Rosa Weber assume presidência do STF nesta segunda-feira - Agora Já -

Rosa Weber assume presidência do STF nesta segunda-feira



Foram convidadas 1,3 mil pessoas para a posse, incluindo todos os candidatos à Presidência e os ex-presidentes da República

Foto: Nelson Jr./SCO/STF
12 de setembro de 2022

A ministra Rosa Weber assume a presidência do Supremo Tribunal Federal (STF) nesta segunda-feira (12). Ela sucede o ministro Luiz Fux, que esteve à frente da Corte nos últimos dois anos. O evento será às 17h, na sede do tribunal. Foram convidadas 1,3 mil pessoas – dessas, 350 para o plenário. A ministra convidou todos os candidatos à Presidência.

Até o momento, os dois mais bem colocados nas pesquisas de intenção de voto, o ex-presidente Luiz Inácio Lula da Silva (PT) e o presidente Jair Bolsonaro (PL), não confirmaram presença. Em campanha pelo Nordeste, Simone Tebet (MDB) não deve comparecer. Ciro Gomes (PDT) e Soraya Thronicke (União) têm o evento em suas agendas e devem estar presentes.

Também foram chamados todos os ex-presidentes. Os emedebistas Michel Temer e José Sarney já confirmaram presença.
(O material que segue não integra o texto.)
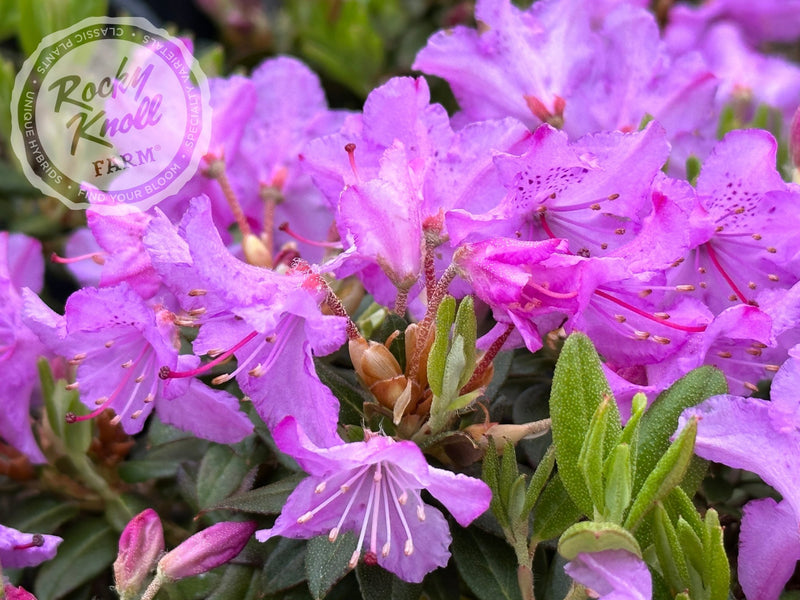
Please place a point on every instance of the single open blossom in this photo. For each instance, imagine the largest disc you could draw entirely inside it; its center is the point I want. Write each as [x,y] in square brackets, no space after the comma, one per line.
[270,321]
[762,437]
[612,574]
[568,63]
[21,265]
[119,345]
[743,228]
[18,549]
[373,489]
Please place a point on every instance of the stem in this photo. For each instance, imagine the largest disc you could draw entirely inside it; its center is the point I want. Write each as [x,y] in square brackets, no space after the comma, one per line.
[153,588]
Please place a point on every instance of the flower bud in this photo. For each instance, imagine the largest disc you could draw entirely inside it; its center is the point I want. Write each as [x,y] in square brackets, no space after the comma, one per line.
[373,361]
[206,550]
[19,593]
[794,146]
[140,545]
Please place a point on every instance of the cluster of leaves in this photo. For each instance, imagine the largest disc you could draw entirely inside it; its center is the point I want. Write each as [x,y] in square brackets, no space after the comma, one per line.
[614,487]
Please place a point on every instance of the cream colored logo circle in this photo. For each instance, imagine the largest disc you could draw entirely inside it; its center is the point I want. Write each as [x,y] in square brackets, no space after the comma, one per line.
[110,111]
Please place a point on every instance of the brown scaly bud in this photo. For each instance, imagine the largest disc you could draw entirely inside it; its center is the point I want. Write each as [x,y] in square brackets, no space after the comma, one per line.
[373,362]
[501,434]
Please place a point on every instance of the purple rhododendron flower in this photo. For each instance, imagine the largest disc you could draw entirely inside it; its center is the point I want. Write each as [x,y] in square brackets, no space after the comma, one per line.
[119,345]
[762,437]
[18,549]
[612,575]
[270,321]
[20,264]
[373,489]
[568,63]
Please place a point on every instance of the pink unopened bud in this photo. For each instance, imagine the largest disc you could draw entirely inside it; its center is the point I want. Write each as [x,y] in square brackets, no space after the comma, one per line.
[206,550]
[794,144]
[13,593]
[140,545]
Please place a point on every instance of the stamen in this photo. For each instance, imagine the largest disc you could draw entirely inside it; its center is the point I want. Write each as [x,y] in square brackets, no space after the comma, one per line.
[713,256]
[658,317]
[96,257]
[289,231]
[37,541]
[216,170]
[351,153]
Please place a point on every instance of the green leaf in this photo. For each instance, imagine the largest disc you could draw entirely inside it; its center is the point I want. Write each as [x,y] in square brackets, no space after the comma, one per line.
[665,476]
[509,471]
[717,572]
[539,479]
[486,563]
[234,583]
[619,482]
[267,500]
[41,515]
[437,357]
[578,387]
[376,583]
[221,473]
[58,402]
[43,17]
[327,562]
[692,547]
[590,460]
[339,38]
[661,419]
[89,547]
[668,550]
[466,327]
[285,566]
[593,536]
[554,512]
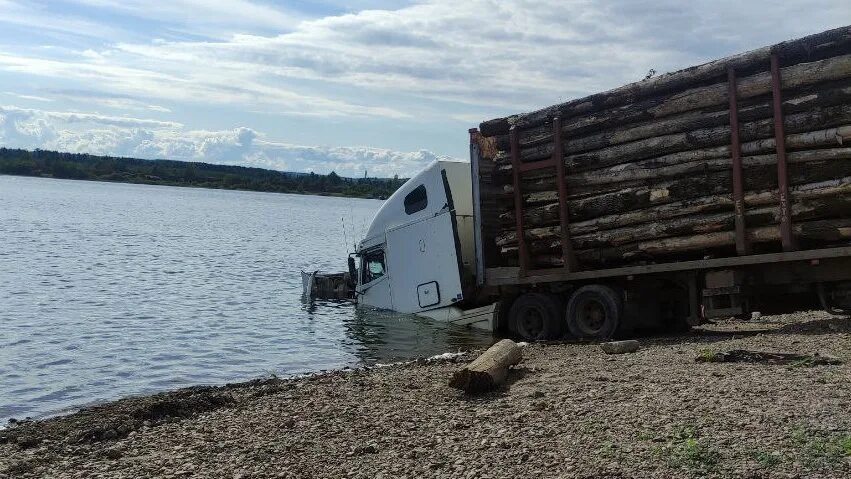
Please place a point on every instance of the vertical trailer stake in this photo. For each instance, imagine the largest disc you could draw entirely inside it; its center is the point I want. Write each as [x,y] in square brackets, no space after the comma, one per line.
[558,158]
[518,200]
[743,247]
[786,237]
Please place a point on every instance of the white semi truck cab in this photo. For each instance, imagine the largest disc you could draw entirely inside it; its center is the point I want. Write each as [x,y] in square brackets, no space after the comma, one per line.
[418,255]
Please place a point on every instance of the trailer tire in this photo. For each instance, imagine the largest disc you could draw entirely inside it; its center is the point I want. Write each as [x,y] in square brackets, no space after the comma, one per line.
[536,317]
[594,312]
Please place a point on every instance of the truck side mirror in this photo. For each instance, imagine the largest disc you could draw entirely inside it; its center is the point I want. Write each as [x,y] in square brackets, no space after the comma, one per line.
[353,272]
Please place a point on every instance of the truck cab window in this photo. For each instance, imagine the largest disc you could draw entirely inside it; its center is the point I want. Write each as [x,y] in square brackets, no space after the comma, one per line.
[374,262]
[416,200]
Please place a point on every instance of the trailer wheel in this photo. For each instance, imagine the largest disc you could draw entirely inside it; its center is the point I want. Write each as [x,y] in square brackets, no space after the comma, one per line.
[536,316]
[594,312]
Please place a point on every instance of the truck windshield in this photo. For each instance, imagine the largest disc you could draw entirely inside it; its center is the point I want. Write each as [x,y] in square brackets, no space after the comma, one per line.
[374,269]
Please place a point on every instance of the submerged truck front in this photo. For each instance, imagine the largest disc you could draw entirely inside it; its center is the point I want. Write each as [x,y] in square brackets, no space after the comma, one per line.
[418,254]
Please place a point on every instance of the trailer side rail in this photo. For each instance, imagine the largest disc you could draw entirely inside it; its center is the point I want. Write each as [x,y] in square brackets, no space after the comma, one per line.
[507,276]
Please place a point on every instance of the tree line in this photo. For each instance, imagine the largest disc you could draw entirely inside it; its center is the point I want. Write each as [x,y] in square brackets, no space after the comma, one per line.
[81,166]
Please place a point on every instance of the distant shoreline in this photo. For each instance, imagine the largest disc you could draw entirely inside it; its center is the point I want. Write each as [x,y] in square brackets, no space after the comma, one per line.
[196,187]
[77,166]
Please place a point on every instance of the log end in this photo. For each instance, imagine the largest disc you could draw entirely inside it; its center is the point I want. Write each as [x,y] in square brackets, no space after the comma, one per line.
[620,347]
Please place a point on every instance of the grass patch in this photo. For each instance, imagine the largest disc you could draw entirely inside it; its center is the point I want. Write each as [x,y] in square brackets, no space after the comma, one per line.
[685,450]
[818,450]
[767,460]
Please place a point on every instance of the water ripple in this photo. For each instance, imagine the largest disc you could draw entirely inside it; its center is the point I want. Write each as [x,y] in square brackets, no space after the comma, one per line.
[111,290]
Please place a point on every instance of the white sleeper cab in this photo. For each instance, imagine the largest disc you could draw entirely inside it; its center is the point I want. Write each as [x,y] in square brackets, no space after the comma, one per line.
[418,255]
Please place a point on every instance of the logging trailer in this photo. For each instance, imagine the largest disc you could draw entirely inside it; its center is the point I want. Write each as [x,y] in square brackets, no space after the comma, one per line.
[471,243]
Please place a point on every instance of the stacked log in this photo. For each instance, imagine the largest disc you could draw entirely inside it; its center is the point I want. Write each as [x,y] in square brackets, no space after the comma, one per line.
[648,167]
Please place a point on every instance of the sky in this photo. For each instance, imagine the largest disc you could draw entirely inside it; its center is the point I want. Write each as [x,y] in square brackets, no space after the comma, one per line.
[363,86]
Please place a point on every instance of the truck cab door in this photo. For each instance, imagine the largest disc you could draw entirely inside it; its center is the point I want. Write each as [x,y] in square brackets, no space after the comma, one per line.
[423,264]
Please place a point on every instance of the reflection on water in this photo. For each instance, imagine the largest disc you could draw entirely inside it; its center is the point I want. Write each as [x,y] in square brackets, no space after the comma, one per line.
[378,335]
[110,290]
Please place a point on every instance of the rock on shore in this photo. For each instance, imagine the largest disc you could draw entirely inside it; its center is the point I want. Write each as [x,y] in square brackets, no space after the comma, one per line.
[569,410]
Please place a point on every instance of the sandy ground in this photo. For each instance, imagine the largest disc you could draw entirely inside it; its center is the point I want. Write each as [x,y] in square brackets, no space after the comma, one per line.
[569,411]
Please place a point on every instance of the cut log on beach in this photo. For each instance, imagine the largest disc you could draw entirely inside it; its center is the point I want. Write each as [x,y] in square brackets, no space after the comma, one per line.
[488,370]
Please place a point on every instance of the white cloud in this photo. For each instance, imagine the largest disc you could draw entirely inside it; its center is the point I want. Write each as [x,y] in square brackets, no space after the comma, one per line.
[152,139]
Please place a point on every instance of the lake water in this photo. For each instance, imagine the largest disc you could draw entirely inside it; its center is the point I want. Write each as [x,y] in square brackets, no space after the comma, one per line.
[109,290]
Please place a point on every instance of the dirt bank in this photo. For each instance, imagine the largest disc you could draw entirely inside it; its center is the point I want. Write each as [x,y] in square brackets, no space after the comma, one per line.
[569,411]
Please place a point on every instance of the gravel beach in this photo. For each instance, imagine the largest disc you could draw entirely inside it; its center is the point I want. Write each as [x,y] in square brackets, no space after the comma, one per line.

Rosa Weber foi vice-presidente de Fux no último biênio e agora terá como vice o ministro Luís Roberto Barroso. A ministra ficará apenas um ano à frente da Corte – não cumprirá dois anos de mandato, como é regra, porque se aposentará em outubro de 2023.

Quando eleita, em agosto, Weber disse que exercerá a presidência com “serenidade” e destacou que “nestes tempos tumultuados que nós estamos vivendo, o exercício deste cargo trata-se de um imenso desafio”.

Legado de Fux

A presidência do seu antecessor, Luiz Fux, foi marcada por ataques ao STF, principalmente por parte do presidente Jair Bolsonaro (PL) e de apoiadores dele. Um dos momentos mais tensos foi no feriado do 7 de setembro de 2021, quando manifestantes bolsonaristas tentaram invadir o STF e furaram o bloqueio da Polícia Militar no acesso à Corte. No mesmo dia, o presidente fez manifestações golpistas e disse que não cumpriria ordens do ministro Alexandre de Moraes.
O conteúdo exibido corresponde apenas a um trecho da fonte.